Have you ever wondered where some anti-Trumpers and Leftists come up with their "native born Americans use more welfare than illegals" memes and mottoes? Just read such an article today by a very sound research organization, Cato, which is libertarian. "Immigration and the welfare state: immigrant and native use rates and benefit levels for means-tested welfare and entitlement programs." Alex Nowrasteh and Robert Orr, May 10, 2018.
Here's the reasoning. First of all, toss in Social Security, SSI and Medicare into the pot and call that welfare. I know more than a few Americans who would object to calling the retirement plan and insurance they paid for "welfare."

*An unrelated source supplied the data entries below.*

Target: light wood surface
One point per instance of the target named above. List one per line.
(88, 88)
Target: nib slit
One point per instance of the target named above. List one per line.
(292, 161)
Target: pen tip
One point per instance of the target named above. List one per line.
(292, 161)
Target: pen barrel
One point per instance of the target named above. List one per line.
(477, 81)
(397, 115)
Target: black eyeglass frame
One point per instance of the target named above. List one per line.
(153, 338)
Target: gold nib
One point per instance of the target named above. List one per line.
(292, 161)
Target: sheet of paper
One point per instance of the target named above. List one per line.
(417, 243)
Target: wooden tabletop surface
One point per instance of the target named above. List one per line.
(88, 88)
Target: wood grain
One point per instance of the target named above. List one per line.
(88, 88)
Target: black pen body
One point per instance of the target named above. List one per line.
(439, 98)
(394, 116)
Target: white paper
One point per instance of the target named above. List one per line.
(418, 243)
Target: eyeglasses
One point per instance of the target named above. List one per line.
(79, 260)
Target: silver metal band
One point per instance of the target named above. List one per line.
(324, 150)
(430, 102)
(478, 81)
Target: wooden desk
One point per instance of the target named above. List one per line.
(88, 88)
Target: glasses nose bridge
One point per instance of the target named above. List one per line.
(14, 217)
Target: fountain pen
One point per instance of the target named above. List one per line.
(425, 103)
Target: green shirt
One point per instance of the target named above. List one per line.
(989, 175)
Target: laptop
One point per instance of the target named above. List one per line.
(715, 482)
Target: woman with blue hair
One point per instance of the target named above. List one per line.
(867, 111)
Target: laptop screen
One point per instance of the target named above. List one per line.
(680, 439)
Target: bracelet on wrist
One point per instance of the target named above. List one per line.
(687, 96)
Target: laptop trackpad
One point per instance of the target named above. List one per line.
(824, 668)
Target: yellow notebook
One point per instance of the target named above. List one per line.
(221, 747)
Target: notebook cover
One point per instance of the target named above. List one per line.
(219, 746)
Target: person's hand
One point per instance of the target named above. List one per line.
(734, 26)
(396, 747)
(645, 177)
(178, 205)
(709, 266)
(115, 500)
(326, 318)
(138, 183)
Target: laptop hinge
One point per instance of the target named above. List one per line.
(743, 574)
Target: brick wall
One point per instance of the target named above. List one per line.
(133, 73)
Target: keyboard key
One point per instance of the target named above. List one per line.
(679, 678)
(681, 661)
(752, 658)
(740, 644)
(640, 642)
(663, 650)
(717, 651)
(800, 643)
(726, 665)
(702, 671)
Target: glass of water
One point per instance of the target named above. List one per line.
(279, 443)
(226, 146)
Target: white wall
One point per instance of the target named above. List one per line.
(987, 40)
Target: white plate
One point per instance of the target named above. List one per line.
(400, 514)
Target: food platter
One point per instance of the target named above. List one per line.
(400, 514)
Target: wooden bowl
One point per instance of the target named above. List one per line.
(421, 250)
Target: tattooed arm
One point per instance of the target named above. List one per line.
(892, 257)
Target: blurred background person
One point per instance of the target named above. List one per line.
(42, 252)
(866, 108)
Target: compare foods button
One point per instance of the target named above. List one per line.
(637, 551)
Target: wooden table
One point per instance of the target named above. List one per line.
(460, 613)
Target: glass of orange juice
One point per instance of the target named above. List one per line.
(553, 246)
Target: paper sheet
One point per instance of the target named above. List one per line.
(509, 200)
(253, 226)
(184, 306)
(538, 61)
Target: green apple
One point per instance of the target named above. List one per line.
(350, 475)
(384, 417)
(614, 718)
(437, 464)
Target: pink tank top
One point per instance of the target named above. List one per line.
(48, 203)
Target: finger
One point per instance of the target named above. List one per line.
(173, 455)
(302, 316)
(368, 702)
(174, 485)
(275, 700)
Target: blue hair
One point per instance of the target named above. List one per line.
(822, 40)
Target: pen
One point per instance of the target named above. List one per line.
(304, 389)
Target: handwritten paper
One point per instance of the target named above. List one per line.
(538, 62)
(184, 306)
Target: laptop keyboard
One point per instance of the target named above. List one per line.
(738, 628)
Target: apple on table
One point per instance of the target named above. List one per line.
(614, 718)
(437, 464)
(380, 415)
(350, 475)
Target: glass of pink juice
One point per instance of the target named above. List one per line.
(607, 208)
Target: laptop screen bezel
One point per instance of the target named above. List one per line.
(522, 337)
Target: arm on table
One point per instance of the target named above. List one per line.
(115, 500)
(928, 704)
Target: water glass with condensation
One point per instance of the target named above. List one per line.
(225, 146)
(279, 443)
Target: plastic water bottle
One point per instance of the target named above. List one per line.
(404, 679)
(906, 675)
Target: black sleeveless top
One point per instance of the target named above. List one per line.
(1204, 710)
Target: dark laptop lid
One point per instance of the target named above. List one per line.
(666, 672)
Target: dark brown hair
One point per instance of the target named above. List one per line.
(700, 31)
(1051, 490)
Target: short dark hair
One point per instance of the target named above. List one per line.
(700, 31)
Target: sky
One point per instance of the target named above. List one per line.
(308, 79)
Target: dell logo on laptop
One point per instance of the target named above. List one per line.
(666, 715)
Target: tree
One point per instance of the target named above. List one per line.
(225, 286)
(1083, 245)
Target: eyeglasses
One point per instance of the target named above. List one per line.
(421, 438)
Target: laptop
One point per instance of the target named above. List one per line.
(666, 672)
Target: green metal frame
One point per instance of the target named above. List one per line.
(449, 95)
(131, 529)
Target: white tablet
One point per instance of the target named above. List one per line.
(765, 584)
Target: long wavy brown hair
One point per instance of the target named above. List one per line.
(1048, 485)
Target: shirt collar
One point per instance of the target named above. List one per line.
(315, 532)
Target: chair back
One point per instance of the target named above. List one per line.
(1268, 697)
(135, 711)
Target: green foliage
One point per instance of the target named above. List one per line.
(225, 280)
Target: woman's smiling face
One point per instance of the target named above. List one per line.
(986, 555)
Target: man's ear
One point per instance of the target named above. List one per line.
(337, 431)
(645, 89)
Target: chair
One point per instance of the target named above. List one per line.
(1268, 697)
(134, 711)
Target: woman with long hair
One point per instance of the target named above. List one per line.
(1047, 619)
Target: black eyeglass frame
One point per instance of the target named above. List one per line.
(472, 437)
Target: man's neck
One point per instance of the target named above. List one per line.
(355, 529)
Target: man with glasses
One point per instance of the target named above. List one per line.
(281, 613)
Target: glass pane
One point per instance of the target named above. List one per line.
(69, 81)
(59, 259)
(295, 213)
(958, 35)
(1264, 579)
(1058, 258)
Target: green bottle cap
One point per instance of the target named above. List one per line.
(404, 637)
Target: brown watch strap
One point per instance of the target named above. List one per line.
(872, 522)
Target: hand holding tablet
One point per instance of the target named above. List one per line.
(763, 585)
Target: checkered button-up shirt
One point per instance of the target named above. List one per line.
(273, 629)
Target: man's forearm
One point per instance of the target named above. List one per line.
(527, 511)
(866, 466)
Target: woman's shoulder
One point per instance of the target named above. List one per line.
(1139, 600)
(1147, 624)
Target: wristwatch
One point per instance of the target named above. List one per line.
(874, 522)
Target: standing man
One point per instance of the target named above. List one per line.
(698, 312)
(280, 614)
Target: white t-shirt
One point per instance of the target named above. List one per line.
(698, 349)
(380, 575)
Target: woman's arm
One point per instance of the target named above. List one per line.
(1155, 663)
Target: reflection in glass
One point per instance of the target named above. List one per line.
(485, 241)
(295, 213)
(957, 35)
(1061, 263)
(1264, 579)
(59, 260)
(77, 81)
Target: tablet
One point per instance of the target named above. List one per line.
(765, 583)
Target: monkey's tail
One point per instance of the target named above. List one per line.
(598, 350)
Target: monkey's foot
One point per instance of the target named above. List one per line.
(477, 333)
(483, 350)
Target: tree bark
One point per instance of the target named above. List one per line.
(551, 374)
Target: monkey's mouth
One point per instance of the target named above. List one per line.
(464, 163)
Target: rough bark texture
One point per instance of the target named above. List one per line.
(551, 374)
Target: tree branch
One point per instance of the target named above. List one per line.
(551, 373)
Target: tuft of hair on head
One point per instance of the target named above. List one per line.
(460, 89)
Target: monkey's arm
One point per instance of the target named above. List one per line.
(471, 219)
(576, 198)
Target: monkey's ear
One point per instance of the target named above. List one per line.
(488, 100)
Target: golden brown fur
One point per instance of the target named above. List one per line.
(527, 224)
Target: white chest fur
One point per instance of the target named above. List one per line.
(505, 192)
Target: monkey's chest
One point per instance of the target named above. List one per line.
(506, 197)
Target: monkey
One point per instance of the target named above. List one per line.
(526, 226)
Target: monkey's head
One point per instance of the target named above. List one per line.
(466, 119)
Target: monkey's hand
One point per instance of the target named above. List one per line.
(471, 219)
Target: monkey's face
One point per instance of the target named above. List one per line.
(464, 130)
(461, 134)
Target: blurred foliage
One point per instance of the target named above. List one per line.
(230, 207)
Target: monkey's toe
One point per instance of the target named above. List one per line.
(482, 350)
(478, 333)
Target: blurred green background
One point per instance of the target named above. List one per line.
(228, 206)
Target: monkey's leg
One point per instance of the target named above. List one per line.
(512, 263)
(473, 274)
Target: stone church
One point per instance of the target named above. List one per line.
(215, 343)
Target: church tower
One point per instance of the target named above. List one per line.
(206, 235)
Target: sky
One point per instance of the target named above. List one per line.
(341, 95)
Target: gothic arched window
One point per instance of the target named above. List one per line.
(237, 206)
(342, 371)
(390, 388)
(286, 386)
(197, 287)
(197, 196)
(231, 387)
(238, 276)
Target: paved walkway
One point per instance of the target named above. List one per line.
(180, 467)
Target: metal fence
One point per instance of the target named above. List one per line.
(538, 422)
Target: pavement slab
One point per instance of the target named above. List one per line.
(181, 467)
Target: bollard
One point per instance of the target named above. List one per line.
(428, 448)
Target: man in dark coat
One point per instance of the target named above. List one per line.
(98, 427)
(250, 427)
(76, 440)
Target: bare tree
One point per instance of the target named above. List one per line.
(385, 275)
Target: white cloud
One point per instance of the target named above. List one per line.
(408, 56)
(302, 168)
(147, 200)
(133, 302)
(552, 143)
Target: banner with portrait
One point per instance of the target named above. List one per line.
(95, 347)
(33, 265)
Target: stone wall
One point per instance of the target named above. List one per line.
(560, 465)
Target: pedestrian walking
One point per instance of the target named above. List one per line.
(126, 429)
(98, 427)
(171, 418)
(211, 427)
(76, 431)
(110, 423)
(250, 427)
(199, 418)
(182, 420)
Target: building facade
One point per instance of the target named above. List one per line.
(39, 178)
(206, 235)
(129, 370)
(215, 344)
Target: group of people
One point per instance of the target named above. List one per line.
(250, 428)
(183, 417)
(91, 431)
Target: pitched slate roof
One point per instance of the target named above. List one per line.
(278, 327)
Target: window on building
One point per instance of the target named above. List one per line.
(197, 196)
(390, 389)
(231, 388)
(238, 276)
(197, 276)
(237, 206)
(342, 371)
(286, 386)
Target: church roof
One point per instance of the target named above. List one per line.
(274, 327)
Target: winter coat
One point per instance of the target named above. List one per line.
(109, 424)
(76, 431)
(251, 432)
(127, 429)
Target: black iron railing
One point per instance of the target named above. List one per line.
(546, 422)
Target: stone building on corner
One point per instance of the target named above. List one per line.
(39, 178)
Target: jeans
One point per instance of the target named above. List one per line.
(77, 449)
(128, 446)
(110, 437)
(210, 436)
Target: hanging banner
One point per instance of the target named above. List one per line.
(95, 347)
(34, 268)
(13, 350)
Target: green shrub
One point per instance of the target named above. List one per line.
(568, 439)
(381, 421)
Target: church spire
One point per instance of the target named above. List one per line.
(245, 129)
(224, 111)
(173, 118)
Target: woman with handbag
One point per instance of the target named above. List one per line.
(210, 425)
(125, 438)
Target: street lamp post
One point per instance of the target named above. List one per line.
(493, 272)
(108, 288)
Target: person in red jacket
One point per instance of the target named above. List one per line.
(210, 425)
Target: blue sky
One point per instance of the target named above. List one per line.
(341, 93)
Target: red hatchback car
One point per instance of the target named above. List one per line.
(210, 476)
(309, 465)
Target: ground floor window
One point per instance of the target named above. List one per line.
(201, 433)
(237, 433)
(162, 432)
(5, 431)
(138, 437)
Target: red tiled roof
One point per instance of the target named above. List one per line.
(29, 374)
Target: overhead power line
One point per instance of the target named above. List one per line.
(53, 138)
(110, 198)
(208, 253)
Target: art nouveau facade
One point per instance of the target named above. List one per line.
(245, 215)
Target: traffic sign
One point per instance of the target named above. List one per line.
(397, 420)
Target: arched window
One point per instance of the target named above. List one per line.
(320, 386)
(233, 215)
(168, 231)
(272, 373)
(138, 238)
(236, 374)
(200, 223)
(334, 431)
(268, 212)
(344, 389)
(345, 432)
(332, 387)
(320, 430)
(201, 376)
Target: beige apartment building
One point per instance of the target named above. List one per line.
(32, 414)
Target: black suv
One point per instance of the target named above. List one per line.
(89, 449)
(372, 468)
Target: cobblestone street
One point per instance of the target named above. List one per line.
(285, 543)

Second, don't distinguish among green card holders, permanent residents, temporary workers, students (F-1, F-2, F-3 visas) refugees and naturalized citizens and illegal border crashers from 84 countries pouring through our southern border. It wouldn't shock me too much if green card computer employees of Google, Amazon and Microsoft from India and China earning 3x the wage of the average American don't use welfare. Just chatted with a 20-something recent OSU graduate (probably Indian, but could be Pakistani) on my walk yesterday, ready to take off for Seattle to work. From student visa to work visa (H1b).
Third, neglect to point out that virtually all the in-kind benefits that come from the 50 states, originate at the federal level--the National School Lunch Program, WIC, Head Start. Since those are available to all regardless of immigration status, that's also on the wrong side of the ledger.
Fourth, ignore that no one actually has a figure on how many illegals are living among us, working 2-3 jobs, being paid under the table, and sending remittances home to Ecuador or Honduras or Kenya. The churches and non-profits who receive government grants do not ask questions--they serve all.
Table 1 in the article disproves Cato's thesis by using what most Americans would define as federal "welfare." Percentage using Cash assistance, 0.7 by natives, 0.8 by noncitizens; SNAP 9.6 by natives, 14.6 by non-citizens; Medicaid 12.3 by natives, 18.9 by non-citizens.
The article is really loosey-goosey when it comes to the children. It has a category for "child immigrants" (which could be children of green card holders, work visa holders, naturalized citizens, temporary workers) and for "citizen children of noncitizen parents." Duh! I'm not too shocked if the immigrant child of a Filipino computer programmer working for Google is less likely to be using welfare than the child of a coal miner in West Virginia whose parents lost their jobs because of a clean air regulation.
It's not fake news, just government statistics with no agreement on terms.